Oral employment contracts are legal in some cases, but are not market practices. In all cases, for employment relations exceeding 4 weeks, certain minimum references must be provided in writing and, in any event, a summary of the main contractual conditions (copia b`sica) must be presented to the employment agency. For certain types of contracts (for example. B, seasonal contracts), it is also necessary to formally present the employment contract (provided by the employment agency). A written employment contract is required. It must contain the following information: name, nationality, age, legal status and identity card number of the parties concerned; The description of the services provided Start of employment The type of contract Duration Working time The salary set The workplace. The Employment Contracts Act is the fundamental law governing labour relations. It is applied to labour relations in the private and public sectors, regardless of the type of work. There are separate provisions for relations between public services. Employment contracts are usually documented in writing, but oral contracts are valid. For EA employees, the EA requires that service contracts be written for a limited period of more than one month or for the performance of a specific job when the reasonable time for completion of the work exceeds or exceeds one month. In addition, the EA requires that each written service contract include a clause defining how the contract can be terminated by both parties.
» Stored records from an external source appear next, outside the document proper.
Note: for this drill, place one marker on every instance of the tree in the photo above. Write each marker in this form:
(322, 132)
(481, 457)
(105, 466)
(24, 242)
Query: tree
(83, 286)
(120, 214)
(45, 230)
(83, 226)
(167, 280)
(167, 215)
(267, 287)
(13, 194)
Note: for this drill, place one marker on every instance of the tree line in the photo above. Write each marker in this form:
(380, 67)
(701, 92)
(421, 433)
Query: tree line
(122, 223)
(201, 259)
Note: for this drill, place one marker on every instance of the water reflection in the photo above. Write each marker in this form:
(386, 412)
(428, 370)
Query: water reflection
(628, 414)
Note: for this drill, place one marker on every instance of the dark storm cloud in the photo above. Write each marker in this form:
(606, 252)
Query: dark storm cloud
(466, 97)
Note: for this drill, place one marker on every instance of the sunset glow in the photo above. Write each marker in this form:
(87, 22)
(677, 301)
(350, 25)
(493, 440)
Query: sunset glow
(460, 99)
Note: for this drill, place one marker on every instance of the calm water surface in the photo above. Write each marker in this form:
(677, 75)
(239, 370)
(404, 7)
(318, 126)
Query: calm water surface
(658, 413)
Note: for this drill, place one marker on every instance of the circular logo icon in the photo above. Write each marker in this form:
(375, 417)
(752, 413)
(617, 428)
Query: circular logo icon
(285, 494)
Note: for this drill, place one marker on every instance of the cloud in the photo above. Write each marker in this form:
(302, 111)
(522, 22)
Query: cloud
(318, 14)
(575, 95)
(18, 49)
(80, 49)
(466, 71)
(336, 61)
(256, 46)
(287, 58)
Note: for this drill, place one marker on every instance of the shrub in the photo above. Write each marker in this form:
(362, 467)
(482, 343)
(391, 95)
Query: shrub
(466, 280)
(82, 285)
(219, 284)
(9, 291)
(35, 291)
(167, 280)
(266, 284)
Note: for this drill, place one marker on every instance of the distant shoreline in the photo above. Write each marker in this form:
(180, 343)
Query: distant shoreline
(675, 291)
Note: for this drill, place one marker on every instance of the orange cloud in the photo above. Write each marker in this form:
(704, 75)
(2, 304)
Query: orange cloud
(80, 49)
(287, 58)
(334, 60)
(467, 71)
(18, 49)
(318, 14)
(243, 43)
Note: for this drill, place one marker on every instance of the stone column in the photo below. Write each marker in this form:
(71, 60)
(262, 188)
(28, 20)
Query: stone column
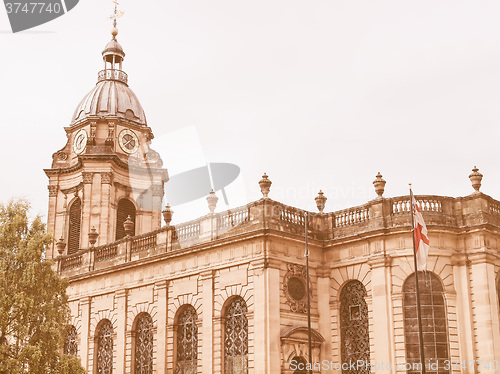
(381, 304)
(85, 332)
(261, 322)
(485, 309)
(464, 316)
(207, 341)
(105, 228)
(121, 313)
(272, 311)
(86, 196)
(161, 340)
(325, 318)
(51, 219)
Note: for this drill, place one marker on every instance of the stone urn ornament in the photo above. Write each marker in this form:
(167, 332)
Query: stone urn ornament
(265, 185)
(379, 185)
(128, 225)
(212, 201)
(93, 234)
(476, 177)
(320, 201)
(167, 214)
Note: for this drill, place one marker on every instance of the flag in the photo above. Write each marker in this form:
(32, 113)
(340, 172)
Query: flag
(421, 238)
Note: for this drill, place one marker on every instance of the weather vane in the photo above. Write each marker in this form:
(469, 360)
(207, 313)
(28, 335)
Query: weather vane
(116, 14)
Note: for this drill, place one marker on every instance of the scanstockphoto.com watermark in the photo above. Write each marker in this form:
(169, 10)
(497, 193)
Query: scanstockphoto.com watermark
(26, 14)
(431, 365)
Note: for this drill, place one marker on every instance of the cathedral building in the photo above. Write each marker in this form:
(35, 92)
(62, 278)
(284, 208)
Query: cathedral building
(227, 292)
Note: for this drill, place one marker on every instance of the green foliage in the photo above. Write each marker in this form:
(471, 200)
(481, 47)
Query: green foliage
(34, 308)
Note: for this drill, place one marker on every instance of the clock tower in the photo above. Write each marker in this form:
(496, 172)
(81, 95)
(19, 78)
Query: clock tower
(106, 173)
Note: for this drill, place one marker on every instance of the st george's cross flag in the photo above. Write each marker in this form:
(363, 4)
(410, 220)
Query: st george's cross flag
(421, 238)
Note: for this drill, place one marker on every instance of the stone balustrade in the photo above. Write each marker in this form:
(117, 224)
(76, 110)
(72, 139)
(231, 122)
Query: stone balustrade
(266, 214)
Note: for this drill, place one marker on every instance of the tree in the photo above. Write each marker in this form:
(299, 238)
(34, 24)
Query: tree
(34, 312)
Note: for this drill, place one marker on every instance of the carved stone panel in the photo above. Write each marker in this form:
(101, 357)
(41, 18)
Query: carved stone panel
(294, 287)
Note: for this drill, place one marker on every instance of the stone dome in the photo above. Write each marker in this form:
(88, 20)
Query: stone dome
(110, 97)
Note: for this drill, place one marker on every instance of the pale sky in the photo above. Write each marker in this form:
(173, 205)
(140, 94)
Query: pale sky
(318, 94)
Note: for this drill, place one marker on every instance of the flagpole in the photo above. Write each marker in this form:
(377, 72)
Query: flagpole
(419, 317)
(308, 297)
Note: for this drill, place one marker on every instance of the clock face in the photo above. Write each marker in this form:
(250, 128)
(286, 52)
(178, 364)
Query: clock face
(128, 141)
(80, 141)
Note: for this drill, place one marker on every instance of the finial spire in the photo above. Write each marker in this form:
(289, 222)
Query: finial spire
(116, 14)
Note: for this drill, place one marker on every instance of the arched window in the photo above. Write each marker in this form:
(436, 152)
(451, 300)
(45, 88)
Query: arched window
(187, 341)
(236, 337)
(125, 208)
(75, 218)
(144, 345)
(71, 344)
(104, 342)
(354, 333)
(433, 313)
(300, 365)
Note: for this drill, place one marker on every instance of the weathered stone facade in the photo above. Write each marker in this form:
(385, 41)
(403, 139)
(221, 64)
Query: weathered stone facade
(242, 273)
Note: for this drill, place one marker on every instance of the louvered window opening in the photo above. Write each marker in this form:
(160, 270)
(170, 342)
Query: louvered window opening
(70, 344)
(125, 208)
(187, 342)
(144, 345)
(236, 338)
(104, 357)
(75, 218)
(354, 331)
(434, 326)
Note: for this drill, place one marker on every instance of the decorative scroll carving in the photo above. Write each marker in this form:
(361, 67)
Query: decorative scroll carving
(294, 287)
(105, 348)
(87, 177)
(53, 190)
(144, 345)
(107, 178)
(354, 332)
(93, 127)
(187, 342)
(61, 156)
(111, 135)
(236, 338)
(71, 343)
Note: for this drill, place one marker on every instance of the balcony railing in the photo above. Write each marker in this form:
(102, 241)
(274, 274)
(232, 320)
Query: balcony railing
(385, 213)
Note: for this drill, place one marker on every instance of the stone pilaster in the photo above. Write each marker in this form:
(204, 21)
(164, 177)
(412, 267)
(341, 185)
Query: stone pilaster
(161, 340)
(51, 218)
(106, 232)
(324, 322)
(464, 316)
(381, 304)
(86, 197)
(261, 320)
(207, 289)
(274, 321)
(485, 308)
(85, 331)
(121, 327)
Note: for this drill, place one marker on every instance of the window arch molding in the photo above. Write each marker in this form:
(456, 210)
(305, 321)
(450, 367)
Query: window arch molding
(125, 207)
(186, 344)
(74, 224)
(104, 338)
(143, 340)
(235, 336)
(434, 319)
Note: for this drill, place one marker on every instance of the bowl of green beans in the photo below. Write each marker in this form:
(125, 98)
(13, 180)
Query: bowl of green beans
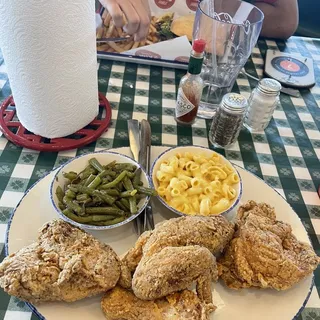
(100, 191)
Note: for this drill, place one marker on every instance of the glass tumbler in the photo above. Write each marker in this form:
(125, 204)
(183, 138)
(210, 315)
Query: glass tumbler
(231, 29)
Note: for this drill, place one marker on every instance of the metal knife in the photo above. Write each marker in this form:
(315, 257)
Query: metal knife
(117, 39)
(144, 160)
(134, 140)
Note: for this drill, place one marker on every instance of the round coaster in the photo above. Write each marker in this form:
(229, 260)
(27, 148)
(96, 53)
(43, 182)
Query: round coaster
(16, 133)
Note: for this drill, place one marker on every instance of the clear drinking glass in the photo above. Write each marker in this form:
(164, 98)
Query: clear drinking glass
(231, 29)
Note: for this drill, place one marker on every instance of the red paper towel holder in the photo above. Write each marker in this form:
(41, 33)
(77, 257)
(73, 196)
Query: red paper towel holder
(15, 132)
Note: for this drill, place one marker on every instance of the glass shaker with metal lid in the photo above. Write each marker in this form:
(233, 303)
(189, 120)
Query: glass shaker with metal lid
(262, 103)
(228, 120)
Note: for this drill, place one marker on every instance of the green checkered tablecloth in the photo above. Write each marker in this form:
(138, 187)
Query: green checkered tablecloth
(286, 155)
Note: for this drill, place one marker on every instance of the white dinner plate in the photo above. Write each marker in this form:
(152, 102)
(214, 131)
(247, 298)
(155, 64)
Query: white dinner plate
(35, 209)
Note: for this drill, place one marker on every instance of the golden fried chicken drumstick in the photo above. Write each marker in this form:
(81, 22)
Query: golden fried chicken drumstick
(65, 264)
(264, 253)
(122, 304)
(212, 233)
(174, 269)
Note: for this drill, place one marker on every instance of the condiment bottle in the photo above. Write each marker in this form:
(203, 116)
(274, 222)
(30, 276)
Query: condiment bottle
(228, 120)
(191, 86)
(262, 103)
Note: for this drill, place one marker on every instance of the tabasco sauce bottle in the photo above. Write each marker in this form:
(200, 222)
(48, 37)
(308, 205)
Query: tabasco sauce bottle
(191, 85)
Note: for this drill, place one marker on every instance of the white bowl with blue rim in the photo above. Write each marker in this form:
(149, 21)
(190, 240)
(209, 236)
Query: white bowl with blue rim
(77, 165)
(193, 150)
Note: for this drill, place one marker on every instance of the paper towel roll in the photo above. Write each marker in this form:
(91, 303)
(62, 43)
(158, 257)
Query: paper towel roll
(49, 49)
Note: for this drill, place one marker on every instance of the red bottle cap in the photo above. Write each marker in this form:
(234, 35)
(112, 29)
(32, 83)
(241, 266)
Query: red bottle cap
(199, 45)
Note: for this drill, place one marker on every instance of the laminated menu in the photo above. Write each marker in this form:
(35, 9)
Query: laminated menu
(169, 35)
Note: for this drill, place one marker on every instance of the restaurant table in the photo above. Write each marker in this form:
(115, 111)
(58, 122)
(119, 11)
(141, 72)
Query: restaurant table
(286, 155)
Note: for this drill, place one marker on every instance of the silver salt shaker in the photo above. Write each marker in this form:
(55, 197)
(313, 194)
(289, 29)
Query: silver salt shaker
(228, 120)
(262, 103)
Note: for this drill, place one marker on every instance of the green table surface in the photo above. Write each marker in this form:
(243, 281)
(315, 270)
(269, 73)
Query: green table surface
(286, 155)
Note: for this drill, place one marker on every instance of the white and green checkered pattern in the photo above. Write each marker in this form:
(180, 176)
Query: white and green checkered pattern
(286, 155)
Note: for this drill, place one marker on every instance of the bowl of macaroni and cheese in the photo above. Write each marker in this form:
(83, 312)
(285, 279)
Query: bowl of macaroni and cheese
(193, 180)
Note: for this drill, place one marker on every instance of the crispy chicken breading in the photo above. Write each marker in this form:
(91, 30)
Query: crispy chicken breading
(122, 304)
(264, 252)
(65, 264)
(212, 233)
(174, 269)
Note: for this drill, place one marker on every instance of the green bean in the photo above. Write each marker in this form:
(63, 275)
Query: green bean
(72, 205)
(96, 164)
(137, 176)
(61, 206)
(109, 222)
(104, 197)
(121, 206)
(88, 219)
(96, 200)
(112, 192)
(83, 197)
(105, 211)
(70, 194)
(130, 175)
(125, 203)
(127, 194)
(117, 180)
(59, 193)
(147, 191)
(133, 205)
(70, 175)
(95, 183)
(120, 187)
(87, 172)
(73, 187)
(125, 166)
(110, 165)
(106, 180)
(127, 184)
(89, 180)
(106, 173)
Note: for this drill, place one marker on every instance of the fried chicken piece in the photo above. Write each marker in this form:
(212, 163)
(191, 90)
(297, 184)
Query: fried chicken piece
(65, 264)
(212, 233)
(122, 304)
(174, 269)
(264, 252)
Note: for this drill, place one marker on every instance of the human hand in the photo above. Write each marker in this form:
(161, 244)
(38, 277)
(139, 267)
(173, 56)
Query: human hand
(136, 12)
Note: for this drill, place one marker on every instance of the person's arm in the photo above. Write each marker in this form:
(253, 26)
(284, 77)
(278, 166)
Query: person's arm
(280, 17)
(136, 12)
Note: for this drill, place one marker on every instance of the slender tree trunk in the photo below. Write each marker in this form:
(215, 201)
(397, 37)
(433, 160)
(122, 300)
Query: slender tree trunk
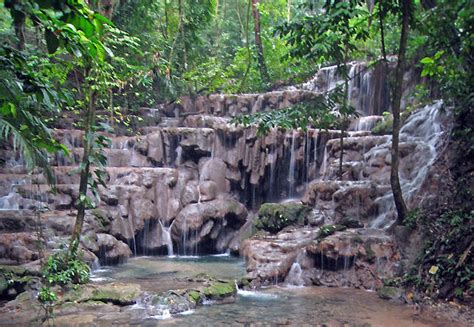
(406, 6)
(84, 178)
(19, 25)
(341, 154)
(249, 53)
(258, 42)
(382, 32)
(182, 31)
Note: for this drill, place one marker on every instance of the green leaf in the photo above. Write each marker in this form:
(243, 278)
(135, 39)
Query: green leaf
(52, 42)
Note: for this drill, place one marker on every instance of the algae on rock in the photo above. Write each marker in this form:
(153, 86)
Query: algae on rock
(273, 217)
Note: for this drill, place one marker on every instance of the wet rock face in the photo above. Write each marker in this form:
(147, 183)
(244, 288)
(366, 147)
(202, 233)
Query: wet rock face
(208, 226)
(186, 182)
(273, 217)
(359, 258)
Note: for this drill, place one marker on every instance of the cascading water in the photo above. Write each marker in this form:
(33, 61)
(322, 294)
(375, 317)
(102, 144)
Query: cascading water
(292, 166)
(424, 129)
(167, 238)
(294, 277)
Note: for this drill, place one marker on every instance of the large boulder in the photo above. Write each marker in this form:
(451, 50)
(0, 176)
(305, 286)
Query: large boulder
(111, 250)
(208, 226)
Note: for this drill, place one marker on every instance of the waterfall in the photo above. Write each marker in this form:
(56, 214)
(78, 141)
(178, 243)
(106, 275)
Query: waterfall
(179, 155)
(324, 163)
(316, 135)
(165, 233)
(291, 172)
(295, 277)
(424, 129)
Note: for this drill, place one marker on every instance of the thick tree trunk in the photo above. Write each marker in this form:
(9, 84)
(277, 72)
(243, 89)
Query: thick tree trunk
(406, 6)
(84, 179)
(258, 42)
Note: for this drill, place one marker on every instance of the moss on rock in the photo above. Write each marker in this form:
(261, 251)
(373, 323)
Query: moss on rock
(220, 290)
(273, 217)
(389, 293)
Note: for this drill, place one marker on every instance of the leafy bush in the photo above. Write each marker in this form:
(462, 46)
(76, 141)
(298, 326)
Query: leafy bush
(445, 268)
(46, 295)
(384, 126)
(62, 270)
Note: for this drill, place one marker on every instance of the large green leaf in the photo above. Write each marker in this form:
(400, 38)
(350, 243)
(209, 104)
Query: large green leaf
(52, 41)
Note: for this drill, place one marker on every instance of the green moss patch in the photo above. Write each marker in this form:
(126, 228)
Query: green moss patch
(273, 217)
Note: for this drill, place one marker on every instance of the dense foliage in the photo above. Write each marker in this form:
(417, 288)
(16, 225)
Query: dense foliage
(99, 61)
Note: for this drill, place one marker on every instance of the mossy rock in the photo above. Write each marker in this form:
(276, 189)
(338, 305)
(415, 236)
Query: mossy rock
(389, 293)
(18, 271)
(370, 254)
(116, 293)
(121, 294)
(383, 127)
(101, 217)
(273, 217)
(351, 223)
(4, 284)
(220, 290)
(195, 296)
(245, 282)
(328, 230)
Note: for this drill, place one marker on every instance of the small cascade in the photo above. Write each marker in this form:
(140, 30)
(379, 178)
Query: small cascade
(365, 123)
(179, 155)
(423, 129)
(324, 164)
(315, 159)
(10, 201)
(295, 277)
(167, 238)
(292, 166)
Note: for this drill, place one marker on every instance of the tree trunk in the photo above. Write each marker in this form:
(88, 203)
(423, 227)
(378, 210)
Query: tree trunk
(19, 21)
(84, 179)
(258, 42)
(406, 6)
(247, 44)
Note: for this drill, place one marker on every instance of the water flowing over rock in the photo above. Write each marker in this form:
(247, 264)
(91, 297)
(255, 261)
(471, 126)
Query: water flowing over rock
(353, 248)
(187, 183)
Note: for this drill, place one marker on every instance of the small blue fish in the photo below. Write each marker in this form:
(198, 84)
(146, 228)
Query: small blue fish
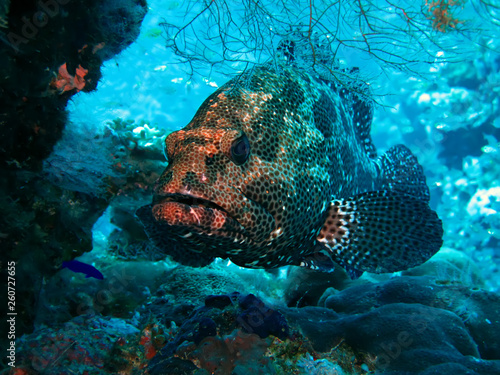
(87, 269)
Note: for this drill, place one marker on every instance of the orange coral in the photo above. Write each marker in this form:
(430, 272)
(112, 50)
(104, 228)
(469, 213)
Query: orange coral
(440, 12)
(65, 81)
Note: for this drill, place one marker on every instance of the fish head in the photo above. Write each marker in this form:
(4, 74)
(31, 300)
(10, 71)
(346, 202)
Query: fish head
(246, 177)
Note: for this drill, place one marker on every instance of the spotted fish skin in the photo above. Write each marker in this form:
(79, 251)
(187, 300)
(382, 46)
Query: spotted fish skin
(277, 168)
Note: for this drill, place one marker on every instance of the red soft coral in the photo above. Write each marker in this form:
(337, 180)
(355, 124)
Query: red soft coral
(66, 82)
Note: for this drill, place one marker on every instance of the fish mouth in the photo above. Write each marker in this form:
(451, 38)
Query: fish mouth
(190, 200)
(189, 211)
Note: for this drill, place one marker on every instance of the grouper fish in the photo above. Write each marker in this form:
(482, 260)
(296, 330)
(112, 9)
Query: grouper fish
(276, 168)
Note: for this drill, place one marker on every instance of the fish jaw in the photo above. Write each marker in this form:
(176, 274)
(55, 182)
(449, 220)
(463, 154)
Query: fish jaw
(177, 210)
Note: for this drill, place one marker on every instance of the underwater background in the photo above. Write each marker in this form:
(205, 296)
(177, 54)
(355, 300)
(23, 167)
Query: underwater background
(89, 91)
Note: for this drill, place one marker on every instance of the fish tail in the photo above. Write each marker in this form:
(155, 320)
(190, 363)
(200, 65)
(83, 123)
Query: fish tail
(386, 230)
(380, 231)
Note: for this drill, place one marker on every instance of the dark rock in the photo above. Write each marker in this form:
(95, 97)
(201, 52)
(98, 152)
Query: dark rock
(259, 319)
(218, 302)
(305, 287)
(394, 333)
(478, 309)
(206, 327)
(173, 366)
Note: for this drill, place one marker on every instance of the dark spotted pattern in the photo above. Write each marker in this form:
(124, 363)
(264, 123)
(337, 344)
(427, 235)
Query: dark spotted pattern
(308, 146)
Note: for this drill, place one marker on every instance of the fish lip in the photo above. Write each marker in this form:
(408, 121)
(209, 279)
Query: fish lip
(191, 206)
(188, 200)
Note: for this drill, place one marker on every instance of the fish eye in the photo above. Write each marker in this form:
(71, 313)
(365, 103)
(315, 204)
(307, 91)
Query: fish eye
(240, 150)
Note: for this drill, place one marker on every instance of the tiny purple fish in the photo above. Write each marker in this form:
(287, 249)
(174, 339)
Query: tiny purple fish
(87, 269)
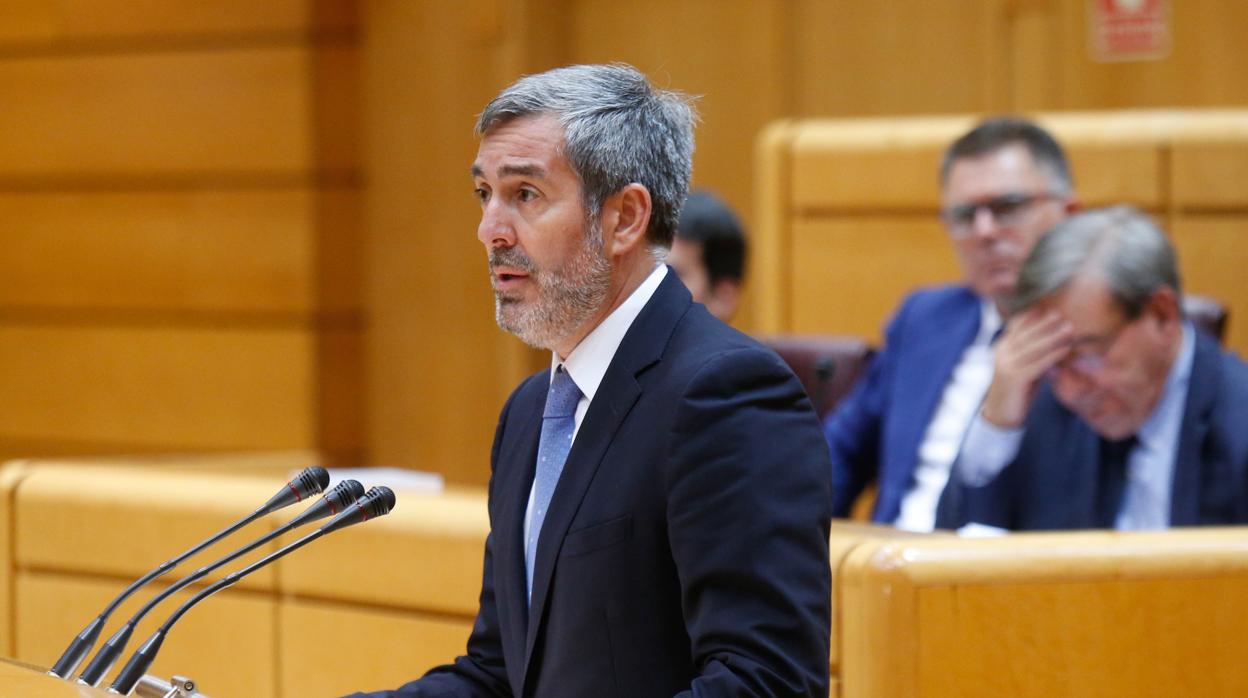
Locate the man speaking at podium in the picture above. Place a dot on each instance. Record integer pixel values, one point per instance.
(660, 496)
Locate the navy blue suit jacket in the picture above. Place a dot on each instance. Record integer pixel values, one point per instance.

The format and content of employment contracts for EA employees are not regulated. The conditions of employment are all that is promised to a worker at the beginning of the labour as long as they do not violate the legal minimum rights. In addition, terms can be inserted by an appropriate ad, for example. B by reference to a staff manual in a written employment contract or even in a document in a classroom next to the staff manual.  Although, without explicit wording, it is considered that they are not binding between the union and the employer, a collective agreement may have individual rights. The test applied by the courts is to ask in bulk whether its terms are “fit” for inclusion and not statements of “policy” or “aspiration”. While the terms of the collective agreement are clear, one “charge in, first out” rule was found to be potentially qualifying, but another clause purporting to criticize mandatory dismissals was considered “only honorary.”  Employers with more than 15 employees must have internal rules that must be pre-approved by the Ministry of Labor. These rules include hours of work, leave, layoffs, etc.
In addition, at the beginning of employment, workers should be equipped with a staff manual and employer guidelines (if applicable). There are no third-party licensing requirements for employment contracts or directives, with the exception of workers under the age of 15. This fact sheet was last updated by Lisa Ayling Solicitor and time labour law specialist and Rachel Suff.